Day Three In Branson: Fish & Shoji
It was a relaxing morning at the condo as we were up late. We fixed eats in the kitchen.
Then we were off for the day with our first stop at the Dewey Short Visitors Center located at the nearby Table Rock Dam. Short was a southwest Missouri congressman who, along with Missouri Senator Stuart Symington that Branson banker Ben Parnell, cajoled lawmakers to pass legislation leading to the funding of the dam that formed the lake.
We were surprised to see a huge stone and glass structure rising along the lakeside near the dam. It is a beautiful building that will be dedicated April 27 and will serve as a Visitor's Center.
It surely must have cost millions.
I wondered where those funds were found in an era of deficit spending and supposed governmental belt-tightening?

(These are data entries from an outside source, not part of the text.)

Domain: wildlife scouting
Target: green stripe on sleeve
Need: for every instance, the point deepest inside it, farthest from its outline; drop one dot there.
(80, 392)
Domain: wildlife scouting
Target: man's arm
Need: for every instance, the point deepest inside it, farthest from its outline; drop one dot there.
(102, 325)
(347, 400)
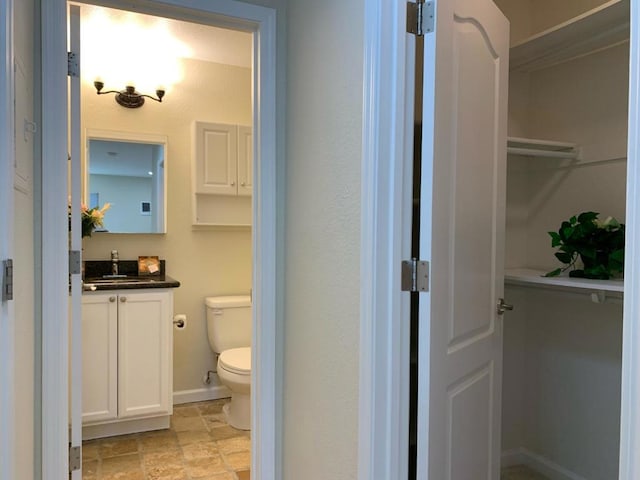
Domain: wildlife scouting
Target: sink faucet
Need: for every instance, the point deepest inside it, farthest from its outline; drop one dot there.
(114, 262)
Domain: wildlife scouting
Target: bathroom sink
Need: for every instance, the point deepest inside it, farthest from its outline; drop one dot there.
(119, 280)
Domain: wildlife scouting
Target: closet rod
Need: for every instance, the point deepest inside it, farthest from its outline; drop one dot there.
(535, 152)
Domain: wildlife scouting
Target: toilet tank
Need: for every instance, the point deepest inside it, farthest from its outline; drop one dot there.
(228, 322)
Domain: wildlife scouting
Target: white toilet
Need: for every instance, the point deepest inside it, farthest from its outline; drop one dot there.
(229, 331)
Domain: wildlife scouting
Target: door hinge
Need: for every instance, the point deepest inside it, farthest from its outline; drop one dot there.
(420, 17)
(73, 69)
(74, 262)
(75, 458)
(415, 276)
(7, 280)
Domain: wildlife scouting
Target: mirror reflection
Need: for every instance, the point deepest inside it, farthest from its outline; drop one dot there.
(130, 175)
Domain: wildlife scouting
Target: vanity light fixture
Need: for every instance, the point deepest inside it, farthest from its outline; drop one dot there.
(128, 97)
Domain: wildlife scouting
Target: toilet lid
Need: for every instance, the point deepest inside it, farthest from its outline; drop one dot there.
(236, 360)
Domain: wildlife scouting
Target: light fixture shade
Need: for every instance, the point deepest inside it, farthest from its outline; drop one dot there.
(128, 97)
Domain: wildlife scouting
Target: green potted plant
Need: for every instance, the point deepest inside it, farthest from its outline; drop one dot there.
(599, 245)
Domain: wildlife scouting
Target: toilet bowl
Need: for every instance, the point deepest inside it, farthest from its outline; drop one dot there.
(229, 331)
(234, 371)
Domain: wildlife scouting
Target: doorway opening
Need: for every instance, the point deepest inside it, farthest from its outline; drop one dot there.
(261, 23)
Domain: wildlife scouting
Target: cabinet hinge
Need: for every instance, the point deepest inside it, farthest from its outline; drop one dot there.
(75, 458)
(415, 276)
(74, 262)
(73, 69)
(7, 280)
(420, 17)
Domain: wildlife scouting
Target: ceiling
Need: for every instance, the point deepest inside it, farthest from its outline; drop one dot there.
(201, 42)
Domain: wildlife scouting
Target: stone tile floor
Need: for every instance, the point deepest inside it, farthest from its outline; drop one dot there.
(199, 445)
(520, 472)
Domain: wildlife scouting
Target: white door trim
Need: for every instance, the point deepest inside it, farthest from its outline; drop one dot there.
(630, 414)
(387, 158)
(7, 330)
(266, 384)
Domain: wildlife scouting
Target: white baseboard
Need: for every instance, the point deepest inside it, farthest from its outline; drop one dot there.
(200, 394)
(522, 456)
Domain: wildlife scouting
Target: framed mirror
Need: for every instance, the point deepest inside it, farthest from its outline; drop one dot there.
(128, 171)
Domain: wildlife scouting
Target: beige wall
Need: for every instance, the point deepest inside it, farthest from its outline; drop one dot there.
(206, 262)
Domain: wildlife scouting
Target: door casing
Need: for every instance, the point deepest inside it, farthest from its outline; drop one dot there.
(7, 317)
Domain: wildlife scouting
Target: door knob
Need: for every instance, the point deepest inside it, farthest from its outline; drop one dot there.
(503, 307)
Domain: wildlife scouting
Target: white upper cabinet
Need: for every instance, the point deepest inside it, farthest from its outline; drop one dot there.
(245, 160)
(223, 158)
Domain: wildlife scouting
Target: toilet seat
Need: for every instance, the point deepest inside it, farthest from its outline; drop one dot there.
(236, 360)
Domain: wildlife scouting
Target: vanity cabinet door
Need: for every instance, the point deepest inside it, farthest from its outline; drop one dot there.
(99, 357)
(145, 353)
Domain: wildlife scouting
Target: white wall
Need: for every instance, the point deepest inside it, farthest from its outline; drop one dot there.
(562, 353)
(324, 121)
(206, 262)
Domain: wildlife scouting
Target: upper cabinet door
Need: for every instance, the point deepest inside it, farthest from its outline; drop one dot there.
(462, 235)
(245, 161)
(216, 158)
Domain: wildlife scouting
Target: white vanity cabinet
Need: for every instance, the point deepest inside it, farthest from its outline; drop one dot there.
(126, 360)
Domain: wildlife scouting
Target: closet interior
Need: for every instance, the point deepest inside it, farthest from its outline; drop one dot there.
(567, 148)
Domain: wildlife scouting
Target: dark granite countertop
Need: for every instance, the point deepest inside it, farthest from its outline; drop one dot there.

A tour of, to me, the more that adequate current visitor's center was informative but again, to me, had one huge omission.

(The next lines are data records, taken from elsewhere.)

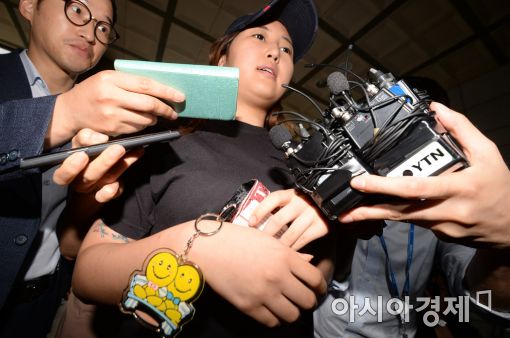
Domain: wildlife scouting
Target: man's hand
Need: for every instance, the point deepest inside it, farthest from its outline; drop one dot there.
(99, 176)
(470, 206)
(111, 103)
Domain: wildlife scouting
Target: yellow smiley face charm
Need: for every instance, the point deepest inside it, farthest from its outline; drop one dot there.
(161, 294)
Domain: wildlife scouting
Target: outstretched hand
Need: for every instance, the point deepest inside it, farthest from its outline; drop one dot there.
(468, 206)
(285, 207)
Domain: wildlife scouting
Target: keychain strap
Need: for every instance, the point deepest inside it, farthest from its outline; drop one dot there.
(199, 232)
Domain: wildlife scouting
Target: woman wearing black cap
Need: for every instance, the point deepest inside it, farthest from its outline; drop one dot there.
(255, 284)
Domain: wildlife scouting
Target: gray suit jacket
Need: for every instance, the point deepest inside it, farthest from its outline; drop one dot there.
(24, 122)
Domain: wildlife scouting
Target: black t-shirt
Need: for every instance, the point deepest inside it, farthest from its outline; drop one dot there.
(195, 174)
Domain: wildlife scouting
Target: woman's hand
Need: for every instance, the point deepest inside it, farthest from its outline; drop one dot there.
(470, 206)
(287, 208)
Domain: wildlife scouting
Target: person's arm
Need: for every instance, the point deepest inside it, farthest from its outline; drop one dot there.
(91, 185)
(255, 272)
(469, 206)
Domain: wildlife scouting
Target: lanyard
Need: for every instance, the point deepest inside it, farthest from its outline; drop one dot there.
(393, 281)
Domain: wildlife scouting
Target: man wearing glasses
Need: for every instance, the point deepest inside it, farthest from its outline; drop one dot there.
(41, 110)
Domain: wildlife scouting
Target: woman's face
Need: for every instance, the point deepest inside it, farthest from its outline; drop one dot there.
(264, 56)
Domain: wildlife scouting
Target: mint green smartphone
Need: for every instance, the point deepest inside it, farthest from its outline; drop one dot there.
(211, 91)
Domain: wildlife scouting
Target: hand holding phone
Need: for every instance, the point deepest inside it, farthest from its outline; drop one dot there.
(211, 91)
(47, 160)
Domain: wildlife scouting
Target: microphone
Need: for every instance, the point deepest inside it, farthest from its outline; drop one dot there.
(337, 83)
(280, 137)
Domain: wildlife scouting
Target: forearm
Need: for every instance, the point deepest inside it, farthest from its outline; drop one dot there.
(490, 270)
(60, 128)
(75, 222)
(106, 260)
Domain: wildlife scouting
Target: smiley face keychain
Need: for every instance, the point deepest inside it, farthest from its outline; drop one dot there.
(160, 296)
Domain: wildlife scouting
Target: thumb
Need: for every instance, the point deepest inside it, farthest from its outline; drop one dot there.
(471, 140)
(306, 257)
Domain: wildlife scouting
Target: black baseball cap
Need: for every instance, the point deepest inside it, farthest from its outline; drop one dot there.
(298, 16)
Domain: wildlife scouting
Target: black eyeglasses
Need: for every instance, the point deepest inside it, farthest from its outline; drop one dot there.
(79, 14)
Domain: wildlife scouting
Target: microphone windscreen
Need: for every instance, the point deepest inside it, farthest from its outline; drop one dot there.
(337, 83)
(279, 135)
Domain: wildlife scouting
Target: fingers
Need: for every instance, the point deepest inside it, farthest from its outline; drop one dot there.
(87, 137)
(408, 187)
(70, 168)
(284, 309)
(270, 203)
(98, 168)
(145, 93)
(108, 192)
(308, 274)
(266, 317)
(144, 85)
(458, 125)
(303, 223)
(300, 295)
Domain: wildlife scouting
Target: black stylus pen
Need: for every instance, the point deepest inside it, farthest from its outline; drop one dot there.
(128, 143)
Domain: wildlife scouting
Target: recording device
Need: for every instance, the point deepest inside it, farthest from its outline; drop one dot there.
(128, 143)
(379, 126)
(211, 91)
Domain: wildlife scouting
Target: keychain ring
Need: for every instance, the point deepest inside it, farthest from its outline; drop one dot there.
(208, 216)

For years civilian Richard Gross was the chief operating administrator of the Table Rock Dam and Lake. He reported to the Corps of Engineers and the generals in charge in Little Rock, Ark.
A casual observer will notice the tremendous amount of development on and around Table Rock Lake. That did not occur by accident. It was Gross who was continually in the faces of the administrative generals arguing over and over, sometimes heatedly, for the permission to generate more income and allow development around and along the shoreline of the serpentine lake. Nowhere does his name appear.
Just compare the development at Table Rock with any other government lake and Richard Gross' visions are evident.
Just across the dam below the towering Table Rock Dam, sitting alongside the shores of lake Taneycomo, is the Shepherd of the Hills fish hatchery. Operated by the Missouri Department of Conservation, the facility raises brown and rainbow trout that stock 700,000 fish annually into the cold-water Lake Taneycomo.
That lake had been in existence since the 1920s when Empire District Electric built a dam near Forsyth in an area called Powersite. With the building of Table Rock Dam, the culture of that older lake changed. Because of the nature of the power generators at the new dam, the waters of Lake Taneycomo were transformed from warm to cold water.
Table Rock generators take in their water for power generation from the bottom of Table Rock Lake. Thus the water discharged into Taneycomo is cold and the sporting trout can thrive in that environment.
It was a short drive from the hatchery to an old favorite: The Outback Steak and Oyster restaurant. Almost three decades ago old friends Steve and Linda Wood built this nonchain-affilliated restaurant. The interior is adorned with plunder that Steve and Linda accumulated serving across the Australian Outback.
"We were like the Clampets moving," the said making an analogy to the "Beverly Hillbillies" television show whose venue for many episodes was Silver Dollar City.
There is always good food there but especially at dinner because oysters on the half shell are 49 cents each. One dozen was not enough. So I had a second dozen.
Then it was off to the Shoji Tabuchi show.
Known for the lavish bathrooms, the theater has created a production standard for Branson that raises the bar high. The costumes are many, lavish and spectacular. The scenes are beautiful and awe-inspiring with smoke, glitter, balloons and more glitter.
Shoji was charismatic and charming.
After the show we were able to chat with Shoji, whom I have known for 20 years. He posed for a photograph with us and took off the last of the 10 sequined jackets he had worn during the performance.
He handed it to Joyce who was amazed at the weight: eight to 10 pounds was her guess. Shoji smiled.
We chatted a bit longer about times passed and then drove back to the condo. It was a great day in Ozark Mountain country.